The story of Daniel Hauser, a 13-year-old boy from Minnesota with Hodgkin’s lymphoma, became tabloid fodder overnight. The boy and his mother are on the lam because the mother refuses, because of her beliefs, to authorize chemotherapy treatments for her son. Hodgkin’s lymphoma has a 90 percent cure rate with chemotherapy, and a 95 percent chance of killing a person without it. Chemotherapy will likely save Daniel’s life, and as a pediatrician I wouldn’t hesitate for a moment to recommend it.

But I would also like to turn down the volume on the talk-radio chatter and outraged editorials. That’s because nobody seems to be talking about what it takes to beat Hodgkin’s (or any other cancer). What it takes is a grueling regimen that can indeed give even a dying person pause. In fact, the Hausers didn’t refuse chemotherapy outright. They defied doctors and a judge’s ruling only after Daniel experienced some of its violent effects following one round. If you don’t understand why, listen to my friend, Arun Ponnusamy, 36, who beat acute lymphocytic leukemia. “Surviving cancer is one thing,” he says. “Surviving chemotherapy is another thing entirely.”

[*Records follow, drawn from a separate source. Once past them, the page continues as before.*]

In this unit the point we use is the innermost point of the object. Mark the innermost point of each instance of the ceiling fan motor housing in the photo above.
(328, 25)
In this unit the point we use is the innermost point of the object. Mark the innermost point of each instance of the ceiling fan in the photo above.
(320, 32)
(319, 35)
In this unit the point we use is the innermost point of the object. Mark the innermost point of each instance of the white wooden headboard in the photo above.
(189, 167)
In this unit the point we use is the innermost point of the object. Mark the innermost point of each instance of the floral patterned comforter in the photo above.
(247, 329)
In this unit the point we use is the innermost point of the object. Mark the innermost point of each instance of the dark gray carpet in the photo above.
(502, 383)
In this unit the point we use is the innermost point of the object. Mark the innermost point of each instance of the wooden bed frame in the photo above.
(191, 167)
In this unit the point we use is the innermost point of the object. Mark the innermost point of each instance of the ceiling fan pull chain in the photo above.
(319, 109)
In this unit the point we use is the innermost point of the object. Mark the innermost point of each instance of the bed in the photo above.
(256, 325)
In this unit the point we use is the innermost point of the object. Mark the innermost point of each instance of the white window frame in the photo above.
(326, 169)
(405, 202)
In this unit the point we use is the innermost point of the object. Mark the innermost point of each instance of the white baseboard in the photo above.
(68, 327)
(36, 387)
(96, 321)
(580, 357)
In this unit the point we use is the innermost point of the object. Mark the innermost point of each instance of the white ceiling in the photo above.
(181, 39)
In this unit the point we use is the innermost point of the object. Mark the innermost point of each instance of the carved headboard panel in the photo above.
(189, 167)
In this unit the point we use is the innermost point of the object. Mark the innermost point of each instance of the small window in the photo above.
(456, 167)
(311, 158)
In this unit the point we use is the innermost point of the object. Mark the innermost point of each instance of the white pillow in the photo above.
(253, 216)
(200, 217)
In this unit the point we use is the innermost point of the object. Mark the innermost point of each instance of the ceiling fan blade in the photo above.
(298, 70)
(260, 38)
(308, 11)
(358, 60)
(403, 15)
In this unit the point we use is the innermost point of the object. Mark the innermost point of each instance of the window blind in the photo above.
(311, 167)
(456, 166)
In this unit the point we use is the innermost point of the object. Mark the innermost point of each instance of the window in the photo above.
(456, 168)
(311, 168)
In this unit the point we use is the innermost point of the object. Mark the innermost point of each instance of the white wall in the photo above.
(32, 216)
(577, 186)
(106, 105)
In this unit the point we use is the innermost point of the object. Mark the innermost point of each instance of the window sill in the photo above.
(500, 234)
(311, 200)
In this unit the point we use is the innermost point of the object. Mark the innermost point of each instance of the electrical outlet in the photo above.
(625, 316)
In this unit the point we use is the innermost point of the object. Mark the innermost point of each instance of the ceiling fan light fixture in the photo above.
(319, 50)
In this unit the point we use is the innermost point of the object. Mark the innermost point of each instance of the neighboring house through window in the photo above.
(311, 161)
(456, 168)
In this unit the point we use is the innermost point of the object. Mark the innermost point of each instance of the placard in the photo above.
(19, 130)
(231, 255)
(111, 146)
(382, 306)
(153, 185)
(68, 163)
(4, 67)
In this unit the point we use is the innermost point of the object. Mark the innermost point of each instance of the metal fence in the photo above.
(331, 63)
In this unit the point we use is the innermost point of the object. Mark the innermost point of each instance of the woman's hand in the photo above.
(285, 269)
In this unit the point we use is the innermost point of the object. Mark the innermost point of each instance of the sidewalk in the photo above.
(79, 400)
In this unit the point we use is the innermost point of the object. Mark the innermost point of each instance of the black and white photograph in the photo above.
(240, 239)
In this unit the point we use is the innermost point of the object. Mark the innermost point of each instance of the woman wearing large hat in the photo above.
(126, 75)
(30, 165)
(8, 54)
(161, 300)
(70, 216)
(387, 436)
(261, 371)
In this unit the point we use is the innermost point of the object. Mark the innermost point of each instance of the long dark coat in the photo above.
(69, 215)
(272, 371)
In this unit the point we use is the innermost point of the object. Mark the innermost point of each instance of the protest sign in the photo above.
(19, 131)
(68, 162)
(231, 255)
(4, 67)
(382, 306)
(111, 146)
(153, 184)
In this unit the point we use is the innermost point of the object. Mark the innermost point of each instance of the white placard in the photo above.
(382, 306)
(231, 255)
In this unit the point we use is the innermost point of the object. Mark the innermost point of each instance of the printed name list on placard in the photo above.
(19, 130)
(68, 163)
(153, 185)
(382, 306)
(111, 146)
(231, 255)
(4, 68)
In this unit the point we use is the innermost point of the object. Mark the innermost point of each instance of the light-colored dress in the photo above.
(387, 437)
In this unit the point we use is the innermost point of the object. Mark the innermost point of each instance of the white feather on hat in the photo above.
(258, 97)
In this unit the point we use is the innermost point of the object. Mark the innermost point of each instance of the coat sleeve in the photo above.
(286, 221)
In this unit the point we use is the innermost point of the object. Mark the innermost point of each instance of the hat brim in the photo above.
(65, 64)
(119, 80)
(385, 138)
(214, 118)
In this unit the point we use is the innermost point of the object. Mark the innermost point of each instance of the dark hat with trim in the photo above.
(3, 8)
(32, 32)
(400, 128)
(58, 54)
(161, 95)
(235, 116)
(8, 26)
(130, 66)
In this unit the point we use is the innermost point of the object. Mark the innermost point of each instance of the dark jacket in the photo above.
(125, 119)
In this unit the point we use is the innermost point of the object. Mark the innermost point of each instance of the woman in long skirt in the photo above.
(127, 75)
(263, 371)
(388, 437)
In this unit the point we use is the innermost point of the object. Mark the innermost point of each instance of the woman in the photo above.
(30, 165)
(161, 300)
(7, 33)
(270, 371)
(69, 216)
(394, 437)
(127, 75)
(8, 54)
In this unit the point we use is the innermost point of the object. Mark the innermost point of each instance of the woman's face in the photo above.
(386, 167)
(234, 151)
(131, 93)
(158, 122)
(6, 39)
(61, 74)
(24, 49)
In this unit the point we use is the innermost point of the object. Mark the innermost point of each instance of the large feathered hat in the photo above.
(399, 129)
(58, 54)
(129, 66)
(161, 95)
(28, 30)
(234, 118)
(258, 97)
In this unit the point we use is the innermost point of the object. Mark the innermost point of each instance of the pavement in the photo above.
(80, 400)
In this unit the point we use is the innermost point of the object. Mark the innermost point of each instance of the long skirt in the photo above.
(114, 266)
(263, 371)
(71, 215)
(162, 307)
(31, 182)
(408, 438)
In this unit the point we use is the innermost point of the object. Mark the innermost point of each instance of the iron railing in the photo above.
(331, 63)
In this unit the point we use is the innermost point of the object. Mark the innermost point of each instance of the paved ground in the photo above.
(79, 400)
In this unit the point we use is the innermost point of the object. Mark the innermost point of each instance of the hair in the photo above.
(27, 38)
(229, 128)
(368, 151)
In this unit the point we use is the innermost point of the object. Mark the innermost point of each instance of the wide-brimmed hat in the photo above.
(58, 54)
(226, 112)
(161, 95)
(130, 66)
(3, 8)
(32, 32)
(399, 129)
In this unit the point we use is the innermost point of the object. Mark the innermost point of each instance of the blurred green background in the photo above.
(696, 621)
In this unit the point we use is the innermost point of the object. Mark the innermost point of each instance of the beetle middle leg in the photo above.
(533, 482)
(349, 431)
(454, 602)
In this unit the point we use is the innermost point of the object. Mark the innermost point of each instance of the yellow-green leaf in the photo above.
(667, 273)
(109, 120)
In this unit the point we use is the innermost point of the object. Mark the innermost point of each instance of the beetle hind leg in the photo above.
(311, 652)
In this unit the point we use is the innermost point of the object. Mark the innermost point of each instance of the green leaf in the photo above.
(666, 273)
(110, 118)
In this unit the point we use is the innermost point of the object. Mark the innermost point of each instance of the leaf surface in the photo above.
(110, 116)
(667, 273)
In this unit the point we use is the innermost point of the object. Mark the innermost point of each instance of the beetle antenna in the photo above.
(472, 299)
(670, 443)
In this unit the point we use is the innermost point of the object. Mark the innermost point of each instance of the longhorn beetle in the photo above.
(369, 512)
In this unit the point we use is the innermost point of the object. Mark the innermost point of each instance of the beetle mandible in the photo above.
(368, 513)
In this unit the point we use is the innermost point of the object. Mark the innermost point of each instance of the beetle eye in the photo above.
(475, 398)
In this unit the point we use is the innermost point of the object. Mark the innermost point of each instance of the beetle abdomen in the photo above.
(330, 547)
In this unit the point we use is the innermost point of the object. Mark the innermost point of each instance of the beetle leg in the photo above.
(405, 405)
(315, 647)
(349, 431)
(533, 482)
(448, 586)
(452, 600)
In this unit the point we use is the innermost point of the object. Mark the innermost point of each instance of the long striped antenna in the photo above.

I call bullshit. First of all, every type of cancer has a different chemo regimen, and because the bulk of his post is actually about Ponnusamy’s treatments, to have any credibility, Parikh must first explain the similarities between Ponnusamy’s cancer and Hauser’s. But more directly to the point, and in direct contrast to Parikh’s absurd approach, we’re talking about saving the life of a child. Hodgkin’s treatments are brutal, but they usually “cure” the cancer. As in giving the kid a chance at a full life. Which makes enduring probably 12 cycles of chemotherapy not such a terrible prospect. I would know. I am a Hodgkin’s survivor.